Here’s how to overcome these issues:
- For NVIDIA: Driver 572.83 or old builds run Battlefield 6 most consistently because new beta drivers reintroduce the same DX12 instability. Wait until the latest stable drivers release before updating them to the up-to-date version.
- For AMD: EA’s forums mention a “preview” driver released specifically for BF6; download that if available.
- For Intel ARC: Update to the latest WHQL-certified release — older versions have broken DX12 API compatibility.
Once that’s done, refresh your DirectX runtime to ensure no missing files:
- Download Microsoft’s DirectX End-User Runtime Web Installer.
- Run it to reinstall missing DX12 components.
- Optionally, run sfc /scannow in Command Prompt to check for broken Windows files.
For an easy way, LagoFast’s DirectX 12 Component Installer automates the process. It reinstalls all DX12 dependencies without you poking through system folders.
7. Completely Remove Old Drivers the Right Way
If you’ve updated GPU drivers over and over since Battlefield 2042, your system might have remnants of old driver files. These leftovers can conflict with DX12 resource linking, thus leads to the pesky DXGI_ERROR_DEVICE_HUNG.
Use Display Driver Uninstaller (DDU):
- Boot your PC into Safe Mode.
- Run DDU, select your GPU brand, and let it remove every trace of old drivers.
- Reboot the system and install a fresh copy of the latest stable drivers.
Doing this removes ghosted registry entries and corrupt DLL references and gives your GPU driver a factory reset.
8. Check Your BIOS and Secure Boot Setup
Battlefield 6’s anti-cheat and DirectX validation checks require Secure Boot enabled in the BIOS. Some users found that turning it on stopped their DirectX crashes. To do that, read our complete guide on how to enable Secure Boot to fix the “SecureBoot is not enabled” error for Battlefield 6. Third-party tools can also scan and tell you if Secure Boot, TPM 2.0, and GPT disk mode are active, all of which are the necessities the game requires.
9. Keep Temps and VRAM in Check
Battlefield 6 is launched with incredible graphics, but that fidelity comes at a price, and the price you need to pay here is GPU memory. When you use ray tracing, ultra textures, and high particle counts, the game’s VRAM demand exceeds 8GB. Once DX12 runs out of memory, it throws an E_OUTOFMEMORY error, and the instant crash happens.

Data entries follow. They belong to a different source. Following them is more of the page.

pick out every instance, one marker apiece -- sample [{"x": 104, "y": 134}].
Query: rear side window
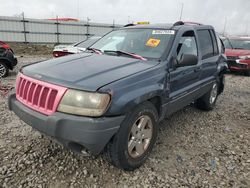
[
  {"x": 206, "y": 43},
  {"x": 215, "y": 46}
]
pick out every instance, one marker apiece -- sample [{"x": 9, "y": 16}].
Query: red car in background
[{"x": 238, "y": 54}]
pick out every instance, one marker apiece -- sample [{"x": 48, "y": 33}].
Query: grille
[{"x": 40, "y": 96}]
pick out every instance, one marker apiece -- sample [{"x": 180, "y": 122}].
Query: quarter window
[
  {"x": 206, "y": 44},
  {"x": 187, "y": 45}
]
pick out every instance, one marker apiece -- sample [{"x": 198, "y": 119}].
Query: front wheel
[
  {"x": 135, "y": 139},
  {"x": 207, "y": 101},
  {"x": 4, "y": 71}
]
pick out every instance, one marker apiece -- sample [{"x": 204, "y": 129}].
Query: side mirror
[{"x": 187, "y": 60}]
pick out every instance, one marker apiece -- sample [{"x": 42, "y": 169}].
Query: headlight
[
  {"x": 245, "y": 57},
  {"x": 84, "y": 103}
]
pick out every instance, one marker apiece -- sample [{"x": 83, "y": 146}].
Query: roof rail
[
  {"x": 186, "y": 23},
  {"x": 128, "y": 25}
]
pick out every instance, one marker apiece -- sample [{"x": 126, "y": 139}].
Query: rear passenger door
[
  {"x": 183, "y": 80},
  {"x": 209, "y": 54}
]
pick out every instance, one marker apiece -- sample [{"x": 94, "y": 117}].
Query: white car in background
[{"x": 62, "y": 50}]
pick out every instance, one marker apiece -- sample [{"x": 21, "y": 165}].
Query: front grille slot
[{"x": 40, "y": 96}]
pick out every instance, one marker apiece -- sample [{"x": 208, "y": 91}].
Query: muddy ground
[{"x": 194, "y": 149}]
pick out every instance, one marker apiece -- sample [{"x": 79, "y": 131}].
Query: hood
[
  {"x": 236, "y": 52},
  {"x": 70, "y": 49},
  {"x": 86, "y": 71}
]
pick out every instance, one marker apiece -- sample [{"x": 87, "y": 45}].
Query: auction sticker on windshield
[
  {"x": 163, "y": 32},
  {"x": 153, "y": 42}
]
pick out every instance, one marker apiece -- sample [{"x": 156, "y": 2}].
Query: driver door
[{"x": 184, "y": 81}]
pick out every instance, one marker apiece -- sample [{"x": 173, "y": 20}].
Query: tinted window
[
  {"x": 240, "y": 43},
  {"x": 187, "y": 45},
  {"x": 215, "y": 46},
  {"x": 206, "y": 44},
  {"x": 227, "y": 44}
]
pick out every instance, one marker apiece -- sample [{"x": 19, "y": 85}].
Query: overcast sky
[{"x": 213, "y": 12}]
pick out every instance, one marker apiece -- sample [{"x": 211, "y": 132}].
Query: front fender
[{"x": 129, "y": 92}]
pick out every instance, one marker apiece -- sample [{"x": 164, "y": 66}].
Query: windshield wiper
[
  {"x": 118, "y": 52},
  {"x": 97, "y": 51}
]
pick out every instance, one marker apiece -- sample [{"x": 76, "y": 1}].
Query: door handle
[{"x": 197, "y": 69}]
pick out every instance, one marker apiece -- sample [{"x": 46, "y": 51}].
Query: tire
[
  {"x": 207, "y": 101},
  {"x": 128, "y": 158},
  {"x": 4, "y": 71}
]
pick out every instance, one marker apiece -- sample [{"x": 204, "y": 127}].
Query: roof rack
[
  {"x": 186, "y": 23},
  {"x": 128, "y": 25}
]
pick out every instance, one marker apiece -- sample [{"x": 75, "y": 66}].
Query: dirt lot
[{"x": 194, "y": 149}]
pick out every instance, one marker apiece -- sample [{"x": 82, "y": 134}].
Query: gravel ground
[{"x": 194, "y": 149}]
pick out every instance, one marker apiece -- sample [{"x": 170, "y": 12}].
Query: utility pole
[
  {"x": 88, "y": 20},
  {"x": 24, "y": 28},
  {"x": 128, "y": 19},
  {"x": 247, "y": 29},
  {"x": 225, "y": 25},
  {"x": 182, "y": 6}
]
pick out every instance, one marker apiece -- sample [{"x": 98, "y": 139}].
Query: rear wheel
[
  {"x": 4, "y": 71},
  {"x": 207, "y": 101},
  {"x": 135, "y": 139}
]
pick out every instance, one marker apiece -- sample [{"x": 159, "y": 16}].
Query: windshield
[
  {"x": 148, "y": 43},
  {"x": 243, "y": 44},
  {"x": 87, "y": 43}
]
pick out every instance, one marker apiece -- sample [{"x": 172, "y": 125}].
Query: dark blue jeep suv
[{"x": 111, "y": 98}]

This is what you should do to keep VRAM use in control:
- For graphics cards with 8GB VRAM or less, drop Texture Quality to “High” instead of “Ultra.”
- Keep your GPU temperature under 85°C – PC overheating is also a reason for memory desync and is even bad for overall system performance.
- Switch from fullscreen to borderless windowed mode.
10. Update BIOS or Use Fresh Admin Account
If you’ve done everything right and the game still greets you with a DirectX error, it might not be your GPU’s fault, but with system firmware or user profile.
Some players said that when they updated their motherboard BIOS, the occasional crashes were fixed completely. It’s most possibly due to updated memory handling or PCIe initialization code. Further, you can create a new Windows administrator account, install Origin or Steam fresh to see if the game runs fine after that.
DirectX stores many runtime permissions and registry hooks under the current Windows user profile. If any one of them gets corrupted, it won’t help no matter how many times you reinstall the game; only a clean profile resets them.
Final Thoughts
Battlefield 6’s DirectX 12 engine is a masterpiece wrapped in chaos. When it runs, it’s great. When it breaks, it’s complete frustration. Though almost all the main errors come down to a few culprits, which are outdated drivers, unstable overlays, or mismatched system settings.
If you take something from this guide, take this:
- Do a clean driver reinstall with DDU and download stable driver versions.
- Disable overlays and keep it simple.
- Limit FPS to a stable range.
- Edit PROFSAVE_profile →
GstRender.Dx12Enable 1. - Verify Secure Boot is enabled.
- Keep VRAM use under control.
Do that, and you’ll finally spend more time on the battlefield than in your desktop wallpaper.